- Location of Olive Branch, Illinois
- Location of Olive Branch in Illinois
- Coordinates: 37°10′07″N 89°21′06″W﻿ / ﻿37.16861°N 89.35167°W
- Country: United States
- State: Illinois
- County: Alexander
- Precincts: Olive Branch, Sandusky

Area
- • Total: 9.45 sq mi (24.48 km^{2})
- • Land: 9.45 sq mi (24.47 km^{2})
- • Water: 0.0077 sq mi (0.02 km^{2})
- Elevation: 367 ft (112 m)

Population (2020)
- • Total: 650
- • Density: 68.8/sq mi (26.57/km^{2})
- Time zone: UTC-6 (Central (CST))
- • Summer (DST): UTC-5 (CDT)
- ZIP code: 62969
- Area code: 618
- FIPS code: 17-55847
- GNIS feature ID: 2583440

= Olive Branch, Illinois =

Olive Branch is a census-designated place in Olive Branch and Sandusky precincts, Alexander County, Illinois, United States. It has a post office with the ZIP code 62969. Its population was 650 at the 2020 census.

Olive Branch is part of the Cape Girardeau-Jackson, MO-IL Metropolitan Statistical Area.

==Geography==
Olive Branch is located at (37.168661, -89.351749).

According to the 2021 census gazetteer files, Olive Branch has a total area of 9.45 sqmi, of which 9.45 sqmi (or 99.94%) is land and 0.01 sqmi (or 0.06%) is water.

==Demographics==

As of the 2020 census there were 650 people, 217 households, and 161 families residing in the CDP. The population density was 68.76 PD/sqmi. There were 330 housing units at an average density of 34.91 /sqmi. The racial makeup of the CDP was 91.08% White, 0.15% African American, 0.46% Native American, 0.31% from other races, and 8.00% from two or more races. Hispanic or Latino of any race were 0.92% of the population.

There were 217 households, out of which 27.6% had children under the age of 18 living with them, 58.06% were married couples living together, 10.14% had a female householder with no husband present, and 25.81% were non-families. 24.88% of all households were made up of individuals, and 20.28% had someone living alone who was 65 years of age or older.
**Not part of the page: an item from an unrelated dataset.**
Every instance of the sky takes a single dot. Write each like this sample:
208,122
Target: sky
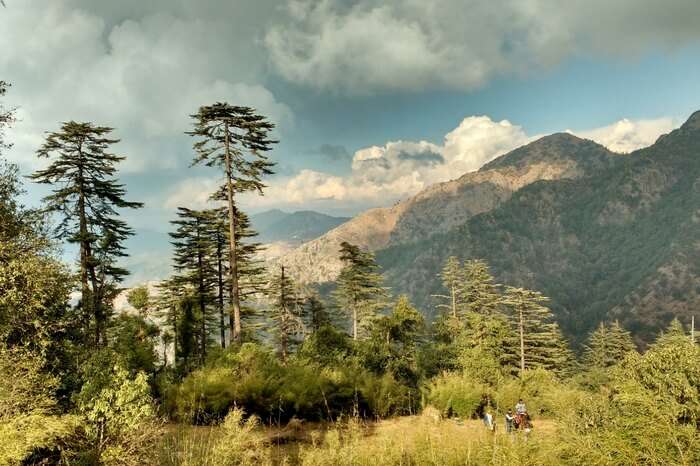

The average household size was 3.42 and the average family size was 2.81.

The CDP's age distribution consisted of 24.9% under the age of 18, 4.3% from 18 to 24, 20.5% from 25 to 44, 31.7% from 45 to 64, and 18.7% who were 65 years of age or older. The median age was 45.1 years. For every 100 females, there were 77.3 males. For every 100 females age 18 and over, there were 73.5 males.

The median income for a household in the CDP was $46,339, and the median income for a family was $47,411. Males had a median income of $31,929 versus $39,583 for females. The per capita income for the CDP was $18,653. About 19.3% of families and 23.8% of the population were below the poverty line, including 32.2% of those under age 18 and 17.5% of those age 65 or over.

Historical population
| Census | Pop. | Note | %± |
| 2010 | 864 |  | — |
| 2020 | 650 |  | −24.8% |
U.S. Decennial Census

==Education==
Residents are zoned to the Egyptian School District.